Rivayet edildiğine göre Ebu Talib bir gün kardeşi Abbas'a
- Kardeşim, dedi, sana Muhammed'den gördüğümü haber vereyim mi? dedi. Abbas: "Evet" deyince:
- Ben, dedi, onu himayeme aldım. Gece ve gündüz bir an ondan ayrılmaz oldum. Onu kimseye güvenip bırakamıyordum. Hatta kendi döşeğimde uyutuyordum. Bir gece soyunup benimle beraber uyumasını söyledim. Baktım, yüzünde bir hoşnutsuzluk var. Benim isteğime karşı çıkmak da hoşuna gitmedi.

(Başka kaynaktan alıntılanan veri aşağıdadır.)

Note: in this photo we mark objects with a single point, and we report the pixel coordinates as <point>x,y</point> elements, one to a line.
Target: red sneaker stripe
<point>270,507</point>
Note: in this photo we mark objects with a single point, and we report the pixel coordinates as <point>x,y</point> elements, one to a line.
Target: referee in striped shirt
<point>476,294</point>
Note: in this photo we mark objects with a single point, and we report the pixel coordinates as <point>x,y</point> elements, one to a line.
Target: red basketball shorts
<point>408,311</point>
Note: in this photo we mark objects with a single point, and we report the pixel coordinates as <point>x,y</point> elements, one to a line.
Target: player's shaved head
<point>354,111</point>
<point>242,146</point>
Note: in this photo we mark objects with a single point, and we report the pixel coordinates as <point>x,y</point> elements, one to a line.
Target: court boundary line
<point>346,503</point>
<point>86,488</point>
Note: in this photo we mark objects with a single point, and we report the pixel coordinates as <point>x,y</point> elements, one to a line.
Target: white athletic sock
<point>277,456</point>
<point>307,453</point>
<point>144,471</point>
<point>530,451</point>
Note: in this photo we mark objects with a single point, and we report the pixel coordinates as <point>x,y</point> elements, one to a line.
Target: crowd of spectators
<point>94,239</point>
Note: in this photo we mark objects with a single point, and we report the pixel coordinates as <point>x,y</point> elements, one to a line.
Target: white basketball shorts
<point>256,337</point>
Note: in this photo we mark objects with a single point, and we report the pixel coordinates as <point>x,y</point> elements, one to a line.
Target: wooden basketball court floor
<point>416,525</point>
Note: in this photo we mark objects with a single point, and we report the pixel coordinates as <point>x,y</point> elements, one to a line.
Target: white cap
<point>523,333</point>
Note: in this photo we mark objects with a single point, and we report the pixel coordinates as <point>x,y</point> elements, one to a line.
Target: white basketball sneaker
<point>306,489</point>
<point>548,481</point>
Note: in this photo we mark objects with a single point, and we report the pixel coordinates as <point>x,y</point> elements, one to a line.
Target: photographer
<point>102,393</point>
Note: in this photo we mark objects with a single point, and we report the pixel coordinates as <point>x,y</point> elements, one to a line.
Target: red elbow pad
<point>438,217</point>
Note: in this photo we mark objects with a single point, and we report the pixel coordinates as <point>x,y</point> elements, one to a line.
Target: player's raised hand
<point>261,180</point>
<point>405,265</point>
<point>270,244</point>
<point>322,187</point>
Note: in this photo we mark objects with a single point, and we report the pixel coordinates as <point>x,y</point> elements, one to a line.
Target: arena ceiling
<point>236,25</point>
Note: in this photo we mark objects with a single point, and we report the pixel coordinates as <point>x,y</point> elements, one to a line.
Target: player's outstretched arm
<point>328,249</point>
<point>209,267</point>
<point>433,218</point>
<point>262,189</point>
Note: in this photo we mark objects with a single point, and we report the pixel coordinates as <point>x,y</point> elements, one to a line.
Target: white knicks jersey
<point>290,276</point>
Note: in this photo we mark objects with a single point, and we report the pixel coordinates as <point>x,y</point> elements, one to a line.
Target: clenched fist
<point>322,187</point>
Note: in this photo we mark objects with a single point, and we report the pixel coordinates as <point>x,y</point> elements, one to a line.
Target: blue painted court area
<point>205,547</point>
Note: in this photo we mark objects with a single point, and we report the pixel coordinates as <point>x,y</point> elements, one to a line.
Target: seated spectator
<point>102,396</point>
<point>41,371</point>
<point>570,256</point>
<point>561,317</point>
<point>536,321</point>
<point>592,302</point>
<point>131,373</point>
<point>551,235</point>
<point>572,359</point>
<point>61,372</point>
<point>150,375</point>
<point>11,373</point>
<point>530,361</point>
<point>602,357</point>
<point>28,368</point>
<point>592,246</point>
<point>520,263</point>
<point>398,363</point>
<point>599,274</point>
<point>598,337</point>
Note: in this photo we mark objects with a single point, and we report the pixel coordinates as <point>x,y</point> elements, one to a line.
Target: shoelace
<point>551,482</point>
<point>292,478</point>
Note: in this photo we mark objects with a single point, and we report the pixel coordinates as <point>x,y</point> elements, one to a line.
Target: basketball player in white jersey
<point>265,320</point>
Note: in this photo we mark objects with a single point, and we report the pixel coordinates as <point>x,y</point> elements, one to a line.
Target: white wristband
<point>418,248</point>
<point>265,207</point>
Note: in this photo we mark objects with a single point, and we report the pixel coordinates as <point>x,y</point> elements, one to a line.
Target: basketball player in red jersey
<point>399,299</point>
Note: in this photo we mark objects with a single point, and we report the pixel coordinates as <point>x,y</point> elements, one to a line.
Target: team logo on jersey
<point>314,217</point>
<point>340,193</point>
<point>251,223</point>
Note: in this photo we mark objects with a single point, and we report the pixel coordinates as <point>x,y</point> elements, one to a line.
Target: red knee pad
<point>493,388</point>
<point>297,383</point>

"Amcacığım, yüzünü benden çevir de soyunayım. Çünkü ben vücuduma bakmandan hoşlanmam." dedi. Sözüne şaştım. Gözümü çevirdim, döşeğe girdi, ben de girdim. Baktım ki aramızda bir örtü var. Vallahi ben onu döşeğime koymamıştım. O gayet yumuşak, miske batırılmış gibi hoş kokulu idi. Vücuduna bakayım diye gayret sarfettim, bir şey göremedim. Çok vakit de ben onu döşeğimden kaybederdim. Aramaya kalkardım, kalktım mı "ha amca, ben buradayım" derdi. Dönerdim ve çok zaman ondan hayret ettiğim bir söz işitirdim. Bu da geceden biraz geçince olurdu. Bizler yemekte içmekte besmele çekmez, elhamdülillah demezdik. O ise yemeğe başlarken "Tek olan Allah'ın adıyla" derdi. Yemeği bitirince de "el-Hamdülillâh" derdi. Ben ona şaşardım. Kendisinde ne bir yalan, ne bir gülmek, ne de bir cahillik gördüm. Çocuklar oynarlarken de onlarla beraber durmazdı. Ömrüme yemin olsun ki bu, büyük bir feyzden bir alâmettir.
"Daha beşikte iken parlak deliller halindeki şeref işaretleri, dedesinin saadetini artırıyordu."
ÎVÂ, bir şeyi diğerine katmak, geri çevirmek mânâsından bir yurda, bir barınağa kondurup barındırmak demektir. Yüce Allah Hz. Peygamber (s.a.v.)'i önce babadan yetim olarak vücuda getirmiş iken güzel bir şekilde barındırmış, sonra anadan, sonra dededen yetim etmiş yine barındırmış, böylece gittikçe sonunu önünden daha hayırlı yapmak üzere terbiye edip seçmiş, hiçbir zaman terk edip de bırakmamıştır.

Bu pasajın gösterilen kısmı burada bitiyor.